Yesterday I saw/heard two interviews with Lena Waithe. For those of you who don’t know who she is, she recently was the first black woman to win a comedy writing Emmy for co-writing the Thanksgiving episode in season 2 of Mater of None. Her new series, The Chi, just debuted on Showtime so she’s been doing the interview circuit.
I am 37 years old and I came out almost 21 years ago. I have seen things change drastically in that time, including myself. Coming out before the age of the internet meant that I had to find all of my gay stuff in bookstores and video stores. Seeing women who looked like me in media was a rare treat, and it only ever really happened in movies I rented. Growing up my film and TV role models were Vada Sultenfuss from My Girl, Jo on the Facts of Life, Valerie Bertinelli’s character on One Day At A Time and, Alex Mack on The Secret World of Alex Mack. The thing is, as each of these characters grow up, they also grow out of their tomboyish-ness.
That was the message I got. As you get older, you’re supposed to be into dresses and make-up and hair. I tried being into dresses though, my style was more weird than anything else. I tried being into make-up (it was bad. There were no YouTube tutorials in the 90’s!) I didn’t really pretend to be into hair, I was super into my undercut an no one could change that. But, the thing is, none of this was working. I wasn’t growing out of who I was like TV and movies told me I should and, because I didn’t have a comfortable way to dress that really expressed who I was, I just wore weird ass shit.
Luckily, shortly after my first girlfriend and I started dating, we found out we weren’t the only gay teens in town. There was actually a big group of us and every Tuesday night we’d pile into cars and head to the next city over to attend an LGBTQ+ youth support group called Manchester Outright. It was there that I was able to see people who looked like me. It was there that I was able to meet friends for life. It was there that I knew I didn’t have to grow out of who I was, that it was okay for me to continue to be me and grow into a full adult lesbian.
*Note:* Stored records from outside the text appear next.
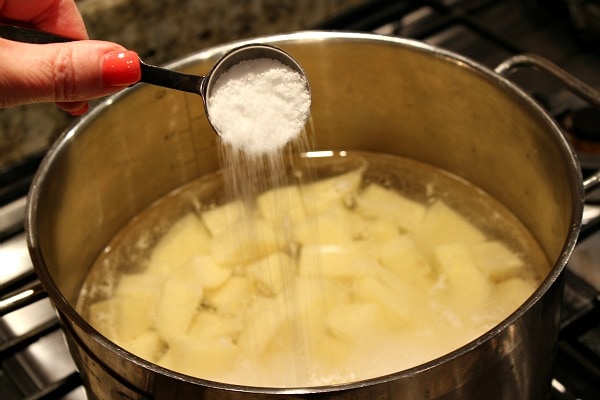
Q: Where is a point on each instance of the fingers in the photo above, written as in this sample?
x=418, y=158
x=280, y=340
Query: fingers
x=66, y=73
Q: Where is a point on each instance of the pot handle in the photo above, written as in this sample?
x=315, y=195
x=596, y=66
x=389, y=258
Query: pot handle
x=579, y=88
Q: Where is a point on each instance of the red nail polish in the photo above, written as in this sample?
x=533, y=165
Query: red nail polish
x=120, y=68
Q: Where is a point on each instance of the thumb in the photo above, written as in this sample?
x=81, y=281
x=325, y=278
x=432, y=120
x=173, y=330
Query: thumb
x=65, y=73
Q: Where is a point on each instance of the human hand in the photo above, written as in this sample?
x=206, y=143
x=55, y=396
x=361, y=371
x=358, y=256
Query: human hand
x=66, y=73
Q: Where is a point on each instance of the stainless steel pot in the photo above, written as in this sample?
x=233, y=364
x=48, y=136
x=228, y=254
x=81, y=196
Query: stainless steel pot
x=371, y=93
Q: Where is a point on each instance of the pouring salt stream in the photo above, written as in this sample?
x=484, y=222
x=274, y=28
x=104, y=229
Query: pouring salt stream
x=304, y=271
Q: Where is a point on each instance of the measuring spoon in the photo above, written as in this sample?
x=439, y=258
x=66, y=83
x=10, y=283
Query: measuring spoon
x=197, y=84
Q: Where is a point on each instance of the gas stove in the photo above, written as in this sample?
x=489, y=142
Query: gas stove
x=34, y=361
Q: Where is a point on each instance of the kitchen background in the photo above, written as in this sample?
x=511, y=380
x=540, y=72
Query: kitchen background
x=33, y=361
x=160, y=31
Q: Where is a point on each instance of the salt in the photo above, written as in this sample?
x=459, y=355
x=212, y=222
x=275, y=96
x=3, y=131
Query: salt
x=259, y=105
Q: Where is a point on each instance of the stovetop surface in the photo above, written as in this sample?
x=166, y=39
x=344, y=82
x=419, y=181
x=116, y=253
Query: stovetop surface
x=34, y=362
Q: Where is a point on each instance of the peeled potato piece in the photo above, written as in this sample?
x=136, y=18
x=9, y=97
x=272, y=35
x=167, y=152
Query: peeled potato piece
x=377, y=202
x=186, y=239
x=323, y=194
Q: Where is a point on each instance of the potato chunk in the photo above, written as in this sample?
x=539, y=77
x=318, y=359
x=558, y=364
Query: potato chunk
x=185, y=239
x=326, y=193
x=442, y=225
x=176, y=307
x=377, y=202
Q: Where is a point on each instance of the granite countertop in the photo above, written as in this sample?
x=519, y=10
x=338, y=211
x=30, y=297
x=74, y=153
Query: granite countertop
x=160, y=31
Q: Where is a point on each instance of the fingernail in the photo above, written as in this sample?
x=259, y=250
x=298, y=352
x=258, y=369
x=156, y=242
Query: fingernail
x=120, y=68
x=81, y=111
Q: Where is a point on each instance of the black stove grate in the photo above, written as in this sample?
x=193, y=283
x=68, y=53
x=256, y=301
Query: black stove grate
x=488, y=31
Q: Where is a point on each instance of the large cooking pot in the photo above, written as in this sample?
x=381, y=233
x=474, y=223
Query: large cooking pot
x=370, y=93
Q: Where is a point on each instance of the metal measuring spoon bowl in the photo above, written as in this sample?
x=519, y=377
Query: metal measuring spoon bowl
x=197, y=84
x=244, y=53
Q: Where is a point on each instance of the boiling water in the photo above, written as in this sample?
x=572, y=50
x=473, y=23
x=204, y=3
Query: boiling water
x=320, y=324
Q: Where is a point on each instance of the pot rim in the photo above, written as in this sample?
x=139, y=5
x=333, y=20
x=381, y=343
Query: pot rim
x=60, y=302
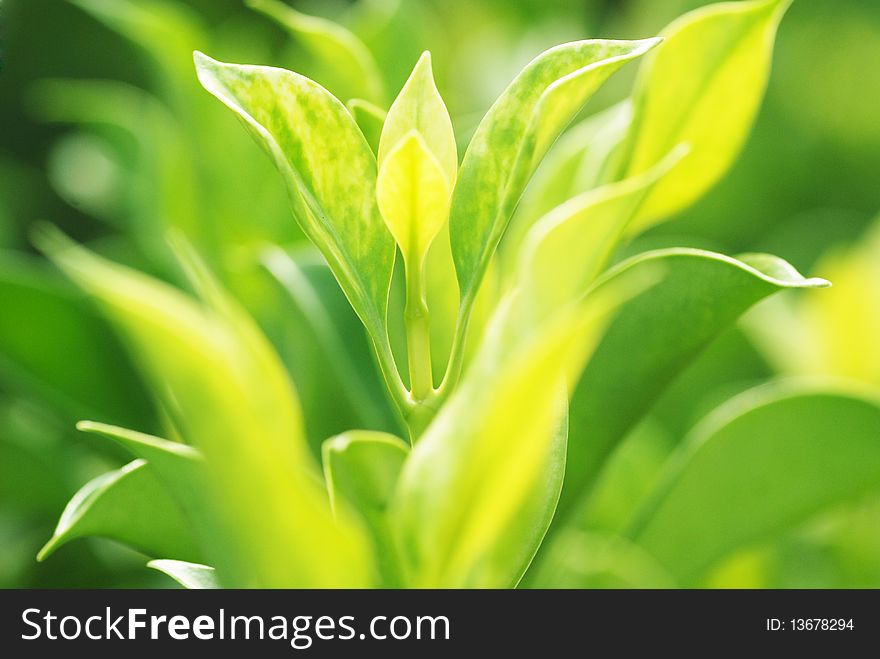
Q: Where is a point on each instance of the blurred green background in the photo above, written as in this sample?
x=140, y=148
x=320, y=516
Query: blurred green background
x=106, y=133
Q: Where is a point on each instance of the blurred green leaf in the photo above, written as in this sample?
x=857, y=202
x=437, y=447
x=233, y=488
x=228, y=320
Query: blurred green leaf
x=55, y=344
x=764, y=462
x=129, y=505
x=514, y=136
x=189, y=575
x=166, y=31
x=341, y=55
x=653, y=338
x=702, y=87
x=224, y=387
x=594, y=560
x=370, y=118
x=328, y=167
x=361, y=469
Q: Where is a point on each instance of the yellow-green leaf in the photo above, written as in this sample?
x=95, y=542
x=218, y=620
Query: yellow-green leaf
x=413, y=196
x=417, y=164
x=361, y=468
x=230, y=396
x=192, y=576
x=479, y=489
x=513, y=137
x=329, y=169
x=419, y=107
x=570, y=246
x=703, y=87
x=129, y=505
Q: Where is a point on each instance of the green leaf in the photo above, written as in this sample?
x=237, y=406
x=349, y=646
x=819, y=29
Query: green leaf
x=129, y=505
x=166, y=31
x=339, y=53
x=54, y=344
x=417, y=164
x=224, y=386
x=413, y=196
x=703, y=87
x=420, y=108
x=328, y=354
x=180, y=469
x=513, y=137
x=576, y=164
x=361, y=469
x=759, y=465
x=329, y=170
x=189, y=575
x=479, y=489
x=594, y=560
x=653, y=338
x=370, y=118
x=568, y=248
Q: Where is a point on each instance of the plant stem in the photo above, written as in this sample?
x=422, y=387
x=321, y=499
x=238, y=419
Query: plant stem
x=456, y=353
x=385, y=359
x=418, y=334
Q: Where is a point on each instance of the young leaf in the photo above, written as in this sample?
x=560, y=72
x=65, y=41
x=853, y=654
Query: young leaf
x=417, y=164
x=513, y=137
x=701, y=294
x=569, y=247
x=329, y=170
x=759, y=465
x=370, y=118
x=223, y=384
x=361, y=469
x=703, y=87
x=413, y=196
x=189, y=575
x=338, y=51
x=479, y=489
x=331, y=345
x=130, y=505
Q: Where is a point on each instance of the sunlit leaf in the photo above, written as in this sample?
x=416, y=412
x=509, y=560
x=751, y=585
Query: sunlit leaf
x=189, y=575
x=514, y=136
x=653, y=338
x=761, y=464
x=568, y=248
x=480, y=487
x=129, y=505
x=703, y=87
x=55, y=345
x=361, y=469
x=225, y=388
x=576, y=164
x=328, y=167
x=417, y=164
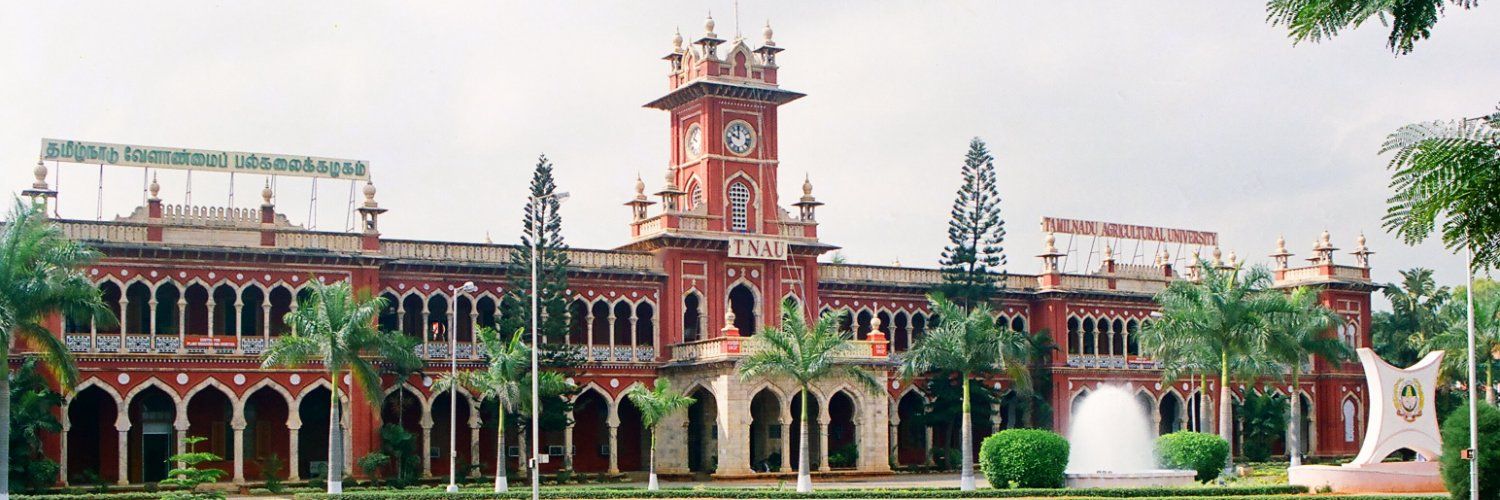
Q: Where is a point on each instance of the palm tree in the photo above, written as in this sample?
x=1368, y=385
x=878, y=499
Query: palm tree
x=1317, y=20
x=1449, y=171
x=507, y=379
x=1487, y=338
x=41, y=275
x=804, y=353
x=971, y=346
x=1304, y=331
x=338, y=328
x=1224, y=313
x=656, y=404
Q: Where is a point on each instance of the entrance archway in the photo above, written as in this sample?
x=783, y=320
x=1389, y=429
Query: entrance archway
x=813, y=430
x=911, y=446
x=93, y=445
x=765, y=431
x=702, y=431
x=152, y=434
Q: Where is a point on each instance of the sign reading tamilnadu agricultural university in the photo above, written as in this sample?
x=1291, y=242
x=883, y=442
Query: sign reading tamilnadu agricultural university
x=741, y=246
x=203, y=159
x=1128, y=231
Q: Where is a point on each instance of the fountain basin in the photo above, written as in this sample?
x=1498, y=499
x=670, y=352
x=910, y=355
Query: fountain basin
x=1131, y=479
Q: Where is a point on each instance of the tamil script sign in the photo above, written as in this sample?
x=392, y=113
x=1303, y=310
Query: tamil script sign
x=1128, y=231
x=182, y=158
x=761, y=248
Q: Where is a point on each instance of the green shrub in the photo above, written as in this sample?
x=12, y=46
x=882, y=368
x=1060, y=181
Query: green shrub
x=1031, y=458
x=1203, y=452
x=1455, y=439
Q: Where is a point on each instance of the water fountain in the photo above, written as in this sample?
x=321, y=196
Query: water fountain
x=1110, y=445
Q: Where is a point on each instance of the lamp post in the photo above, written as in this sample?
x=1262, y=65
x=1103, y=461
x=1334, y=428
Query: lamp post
x=453, y=383
x=537, y=207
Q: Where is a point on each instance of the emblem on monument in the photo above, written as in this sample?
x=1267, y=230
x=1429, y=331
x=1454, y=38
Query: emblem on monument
x=1409, y=398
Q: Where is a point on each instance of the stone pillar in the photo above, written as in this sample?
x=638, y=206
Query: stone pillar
x=293, y=467
x=588, y=328
x=612, y=335
x=822, y=437
x=239, y=451
x=426, y=446
x=182, y=325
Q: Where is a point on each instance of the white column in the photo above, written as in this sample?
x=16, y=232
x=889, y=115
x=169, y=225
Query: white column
x=612, y=325
x=239, y=451
x=426, y=449
x=293, y=461
x=614, y=448
x=822, y=439
x=588, y=322
x=182, y=325
x=239, y=329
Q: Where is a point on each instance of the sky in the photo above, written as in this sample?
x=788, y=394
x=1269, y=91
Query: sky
x=1176, y=114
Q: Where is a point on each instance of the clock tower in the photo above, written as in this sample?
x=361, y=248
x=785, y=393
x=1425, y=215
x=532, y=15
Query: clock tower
x=731, y=253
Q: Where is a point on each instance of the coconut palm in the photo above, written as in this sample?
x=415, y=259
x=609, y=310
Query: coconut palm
x=507, y=379
x=1304, y=331
x=336, y=326
x=656, y=404
x=969, y=344
x=804, y=353
x=1449, y=171
x=1224, y=313
x=41, y=275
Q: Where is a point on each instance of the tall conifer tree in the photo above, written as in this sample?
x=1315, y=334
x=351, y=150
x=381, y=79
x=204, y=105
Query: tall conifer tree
x=974, y=259
x=551, y=274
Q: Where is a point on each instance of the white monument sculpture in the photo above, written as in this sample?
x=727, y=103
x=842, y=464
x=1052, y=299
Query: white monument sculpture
x=1403, y=415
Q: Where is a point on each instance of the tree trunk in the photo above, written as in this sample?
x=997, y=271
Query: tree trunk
x=5, y=421
x=966, y=472
x=501, y=482
x=1295, y=440
x=335, y=440
x=1226, y=413
x=651, y=482
x=804, y=479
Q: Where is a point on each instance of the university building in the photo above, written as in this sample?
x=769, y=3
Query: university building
x=200, y=293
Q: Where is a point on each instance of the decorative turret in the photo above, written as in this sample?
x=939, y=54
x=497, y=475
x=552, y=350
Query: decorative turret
x=807, y=206
x=639, y=203
x=1361, y=251
x=41, y=194
x=669, y=192
x=1281, y=254
x=1323, y=251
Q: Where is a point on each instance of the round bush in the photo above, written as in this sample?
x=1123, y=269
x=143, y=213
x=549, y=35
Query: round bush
x=1031, y=458
x=1455, y=439
x=1203, y=452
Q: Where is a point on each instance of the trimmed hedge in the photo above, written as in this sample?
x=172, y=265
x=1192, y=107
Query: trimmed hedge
x=1455, y=437
x=837, y=493
x=1203, y=452
x=1028, y=458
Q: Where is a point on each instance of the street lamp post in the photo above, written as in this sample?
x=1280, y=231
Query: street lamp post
x=453, y=383
x=537, y=207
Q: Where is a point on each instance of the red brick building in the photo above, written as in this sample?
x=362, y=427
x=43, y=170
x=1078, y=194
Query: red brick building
x=201, y=292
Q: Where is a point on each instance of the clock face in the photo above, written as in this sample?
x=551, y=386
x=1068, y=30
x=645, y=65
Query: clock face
x=738, y=137
x=695, y=140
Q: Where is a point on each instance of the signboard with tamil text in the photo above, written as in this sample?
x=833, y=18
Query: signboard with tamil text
x=203, y=159
x=1128, y=231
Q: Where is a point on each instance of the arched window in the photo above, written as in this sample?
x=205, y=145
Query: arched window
x=738, y=207
x=695, y=195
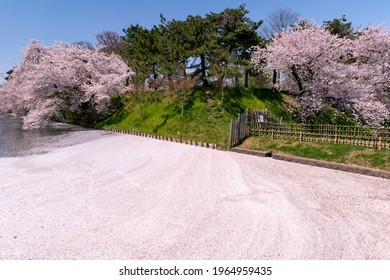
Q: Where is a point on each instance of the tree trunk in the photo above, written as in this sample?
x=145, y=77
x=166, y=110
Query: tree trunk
x=274, y=76
x=297, y=79
x=203, y=69
x=246, y=78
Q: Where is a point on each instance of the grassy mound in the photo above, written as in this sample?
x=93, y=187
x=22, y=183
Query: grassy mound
x=207, y=114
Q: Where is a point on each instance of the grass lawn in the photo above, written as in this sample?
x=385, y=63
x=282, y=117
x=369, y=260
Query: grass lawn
x=340, y=153
x=206, y=118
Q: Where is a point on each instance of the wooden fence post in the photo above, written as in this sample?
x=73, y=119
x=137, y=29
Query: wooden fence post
x=231, y=134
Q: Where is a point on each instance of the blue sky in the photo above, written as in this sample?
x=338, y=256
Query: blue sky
x=77, y=20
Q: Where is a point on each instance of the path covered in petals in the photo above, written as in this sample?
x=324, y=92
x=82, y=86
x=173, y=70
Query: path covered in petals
x=128, y=197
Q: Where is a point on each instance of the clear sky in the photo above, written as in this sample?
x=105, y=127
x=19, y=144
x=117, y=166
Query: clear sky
x=81, y=20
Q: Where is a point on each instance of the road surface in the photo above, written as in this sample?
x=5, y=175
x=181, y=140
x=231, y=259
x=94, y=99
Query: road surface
x=128, y=197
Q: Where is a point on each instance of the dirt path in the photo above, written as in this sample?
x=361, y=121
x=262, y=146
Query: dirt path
x=107, y=199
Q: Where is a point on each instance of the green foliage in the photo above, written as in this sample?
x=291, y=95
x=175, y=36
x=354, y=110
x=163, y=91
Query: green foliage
x=340, y=27
x=341, y=153
x=207, y=117
x=215, y=47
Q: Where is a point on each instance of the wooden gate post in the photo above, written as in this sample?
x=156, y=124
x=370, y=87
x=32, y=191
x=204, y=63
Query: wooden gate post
x=230, y=134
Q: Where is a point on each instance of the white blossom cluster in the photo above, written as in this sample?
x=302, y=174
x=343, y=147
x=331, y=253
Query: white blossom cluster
x=53, y=79
x=350, y=74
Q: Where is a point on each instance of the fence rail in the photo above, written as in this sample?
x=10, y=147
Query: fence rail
x=260, y=124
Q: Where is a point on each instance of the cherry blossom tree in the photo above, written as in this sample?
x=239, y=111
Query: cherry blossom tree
x=349, y=74
x=54, y=80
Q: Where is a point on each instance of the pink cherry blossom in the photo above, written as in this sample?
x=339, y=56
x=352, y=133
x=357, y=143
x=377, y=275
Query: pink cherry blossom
x=49, y=80
x=351, y=75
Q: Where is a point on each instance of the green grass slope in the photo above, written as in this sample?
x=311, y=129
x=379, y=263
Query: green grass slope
x=206, y=117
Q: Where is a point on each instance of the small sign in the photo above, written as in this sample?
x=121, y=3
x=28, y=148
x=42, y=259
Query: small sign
x=261, y=118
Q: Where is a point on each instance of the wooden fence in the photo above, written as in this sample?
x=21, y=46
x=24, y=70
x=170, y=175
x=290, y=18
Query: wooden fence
x=260, y=124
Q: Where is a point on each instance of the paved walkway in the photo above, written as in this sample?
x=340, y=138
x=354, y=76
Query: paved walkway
x=128, y=197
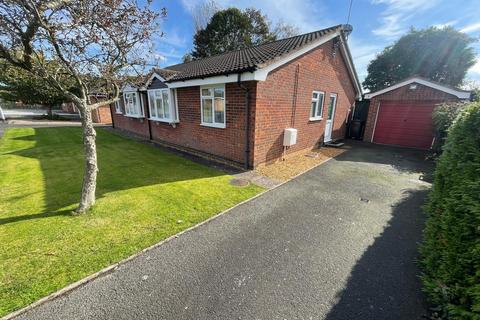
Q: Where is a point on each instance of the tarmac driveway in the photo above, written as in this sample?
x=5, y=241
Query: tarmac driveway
x=338, y=242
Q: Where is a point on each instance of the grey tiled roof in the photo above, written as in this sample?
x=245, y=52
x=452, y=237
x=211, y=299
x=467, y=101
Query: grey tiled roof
x=243, y=60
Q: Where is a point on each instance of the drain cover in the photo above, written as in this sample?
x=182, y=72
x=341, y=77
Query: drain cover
x=239, y=182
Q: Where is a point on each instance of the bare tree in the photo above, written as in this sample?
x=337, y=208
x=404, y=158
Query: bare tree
x=95, y=42
x=203, y=12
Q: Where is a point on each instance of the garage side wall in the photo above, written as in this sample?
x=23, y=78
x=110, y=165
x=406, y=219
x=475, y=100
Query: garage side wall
x=403, y=94
x=284, y=100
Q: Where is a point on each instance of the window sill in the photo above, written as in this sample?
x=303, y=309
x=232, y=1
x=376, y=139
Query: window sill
x=164, y=120
x=134, y=116
x=214, y=125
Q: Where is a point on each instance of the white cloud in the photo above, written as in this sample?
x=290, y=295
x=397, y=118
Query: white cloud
x=362, y=55
x=446, y=24
x=471, y=28
x=394, y=19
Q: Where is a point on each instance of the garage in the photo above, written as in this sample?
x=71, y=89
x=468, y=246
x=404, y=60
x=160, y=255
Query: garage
x=401, y=114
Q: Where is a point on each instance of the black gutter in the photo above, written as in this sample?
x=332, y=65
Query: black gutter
x=247, y=121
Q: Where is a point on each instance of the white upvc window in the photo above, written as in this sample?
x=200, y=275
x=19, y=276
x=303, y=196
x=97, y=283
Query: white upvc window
x=316, y=112
x=118, y=107
x=133, y=104
x=160, y=105
x=213, y=106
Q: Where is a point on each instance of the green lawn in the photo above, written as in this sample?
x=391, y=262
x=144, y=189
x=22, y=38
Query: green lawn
x=142, y=193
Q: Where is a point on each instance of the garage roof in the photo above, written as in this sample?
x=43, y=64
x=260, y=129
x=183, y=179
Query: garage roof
x=461, y=94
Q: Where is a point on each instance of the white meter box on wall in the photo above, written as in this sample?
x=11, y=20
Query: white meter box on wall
x=289, y=137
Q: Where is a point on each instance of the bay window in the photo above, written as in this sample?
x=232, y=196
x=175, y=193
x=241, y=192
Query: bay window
x=213, y=106
x=160, y=105
x=133, y=105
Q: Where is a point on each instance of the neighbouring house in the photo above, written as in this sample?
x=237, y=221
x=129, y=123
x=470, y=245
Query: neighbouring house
x=402, y=113
x=252, y=106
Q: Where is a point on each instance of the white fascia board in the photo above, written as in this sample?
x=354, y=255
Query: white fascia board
x=258, y=75
x=246, y=76
x=457, y=93
x=154, y=75
x=262, y=73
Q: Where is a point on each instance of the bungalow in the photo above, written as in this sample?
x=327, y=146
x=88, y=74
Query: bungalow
x=252, y=106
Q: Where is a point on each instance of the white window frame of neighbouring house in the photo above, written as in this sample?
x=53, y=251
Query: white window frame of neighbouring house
x=216, y=115
x=133, y=104
x=118, y=107
x=318, y=100
x=160, y=103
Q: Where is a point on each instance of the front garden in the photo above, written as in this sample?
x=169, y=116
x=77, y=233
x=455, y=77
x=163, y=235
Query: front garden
x=144, y=195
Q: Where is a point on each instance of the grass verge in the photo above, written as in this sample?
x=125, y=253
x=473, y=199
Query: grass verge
x=144, y=195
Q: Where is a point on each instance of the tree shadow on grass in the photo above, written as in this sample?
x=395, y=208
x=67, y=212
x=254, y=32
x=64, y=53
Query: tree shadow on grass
x=123, y=164
x=384, y=284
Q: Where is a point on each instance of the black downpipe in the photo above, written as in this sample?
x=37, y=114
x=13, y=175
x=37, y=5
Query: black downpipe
x=147, y=112
x=111, y=114
x=247, y=121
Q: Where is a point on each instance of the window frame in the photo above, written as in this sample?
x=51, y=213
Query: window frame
x=317, y=101
x=214, y=124
x=173, y=114
x=139, y=105
x=118, y=107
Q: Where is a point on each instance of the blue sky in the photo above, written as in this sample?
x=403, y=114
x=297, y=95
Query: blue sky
x=376, y=23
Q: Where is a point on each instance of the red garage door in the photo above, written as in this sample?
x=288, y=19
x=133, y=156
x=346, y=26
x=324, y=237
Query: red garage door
x=406, y=124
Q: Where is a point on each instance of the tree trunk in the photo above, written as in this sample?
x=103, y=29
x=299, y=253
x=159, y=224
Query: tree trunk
x=90, y=176
x=50, y=113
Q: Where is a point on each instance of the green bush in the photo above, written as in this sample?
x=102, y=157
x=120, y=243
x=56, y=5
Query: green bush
x=450, y=252
x=443, y=117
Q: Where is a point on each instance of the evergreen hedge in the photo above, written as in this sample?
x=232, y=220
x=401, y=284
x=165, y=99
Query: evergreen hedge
x=450, y=252
x=443, y=117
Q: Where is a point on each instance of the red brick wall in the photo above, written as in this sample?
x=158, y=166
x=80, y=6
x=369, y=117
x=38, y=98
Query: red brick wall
x=317, y=70
x=422, y=92
x=227, y=143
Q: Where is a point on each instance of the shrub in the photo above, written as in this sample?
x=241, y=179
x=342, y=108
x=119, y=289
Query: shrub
x=450, y=252
x=443, y=117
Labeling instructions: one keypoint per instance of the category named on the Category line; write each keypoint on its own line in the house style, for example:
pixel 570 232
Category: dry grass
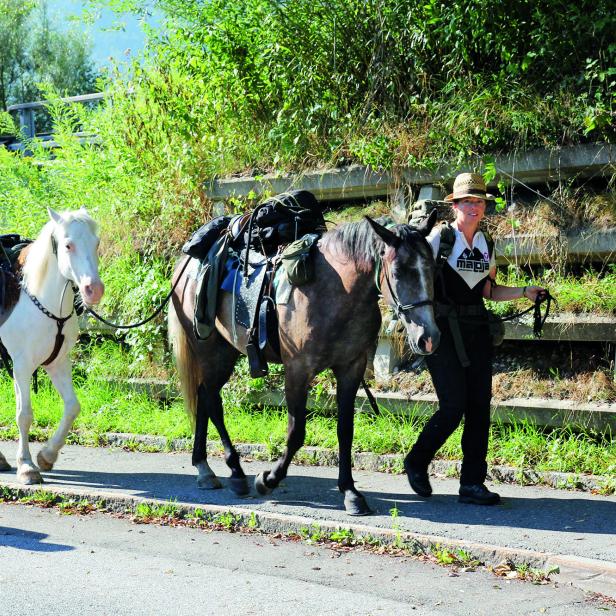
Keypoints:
pixel 547 371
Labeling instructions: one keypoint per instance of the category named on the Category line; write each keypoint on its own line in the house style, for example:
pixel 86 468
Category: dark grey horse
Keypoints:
pixel 331 322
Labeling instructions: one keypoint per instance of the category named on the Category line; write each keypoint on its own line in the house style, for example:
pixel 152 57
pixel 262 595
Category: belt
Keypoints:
pixel 453 314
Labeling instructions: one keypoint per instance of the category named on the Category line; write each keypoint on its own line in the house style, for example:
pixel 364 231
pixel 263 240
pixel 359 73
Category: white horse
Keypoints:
pixel 42 327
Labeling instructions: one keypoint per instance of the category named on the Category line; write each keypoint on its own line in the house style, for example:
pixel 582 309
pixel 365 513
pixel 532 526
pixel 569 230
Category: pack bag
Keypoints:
pixel 297 259
pixel 203 238
pixel 283 219
pixel 448 239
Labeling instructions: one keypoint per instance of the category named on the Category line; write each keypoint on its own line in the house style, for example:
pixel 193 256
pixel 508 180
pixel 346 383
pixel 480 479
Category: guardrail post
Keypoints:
pixel 26 123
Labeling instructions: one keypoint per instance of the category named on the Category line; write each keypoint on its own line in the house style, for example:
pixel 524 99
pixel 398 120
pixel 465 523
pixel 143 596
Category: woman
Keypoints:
pixel 461 367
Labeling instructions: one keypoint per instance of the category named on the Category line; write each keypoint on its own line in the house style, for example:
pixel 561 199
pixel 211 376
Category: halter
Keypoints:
pixel 60 321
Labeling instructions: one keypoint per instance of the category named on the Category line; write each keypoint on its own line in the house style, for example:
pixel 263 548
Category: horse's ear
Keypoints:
pixel 425 226
pixel 53 215
pixel 389 237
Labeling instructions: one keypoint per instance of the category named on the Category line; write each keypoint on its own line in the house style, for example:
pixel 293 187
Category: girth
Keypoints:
pixel 60 321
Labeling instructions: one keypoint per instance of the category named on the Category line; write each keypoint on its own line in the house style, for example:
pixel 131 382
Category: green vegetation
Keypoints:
pixel 235 86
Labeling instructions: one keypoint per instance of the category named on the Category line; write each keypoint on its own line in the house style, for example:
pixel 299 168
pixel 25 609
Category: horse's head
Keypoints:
pixel 75 242
pixel 407 281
What does any of this have to do with Lena Waithe, you ask!?!? As I was watching her yesterday, talking about her sexual orientation and her gender expression, I started tearing up. I was FINALLY seeing a woman on TV and hearing her on the radio talking about shopping in the men’s section. Talking about having to come up with her own style because there wasn’t anything pre-determined that she fit in to. Talking about figuring out she was queer when she was young but, not really having the words or concepts to know what that was other than her just being different. And, finally, she was talking about her vision, goals and hard work. She was talking about her success being linked to being true to herself. I alternately clapped and cried throughout both interviews. THIS is the woman I needed when I was a kid and I’m so happy that the queer kids of today have her. Who am I kidding? This is the woman I need now, at 37. I am never going to stop needing to see myself represented in pop culture. I am always going to appreciate queer, masculine of center women who fucking own it.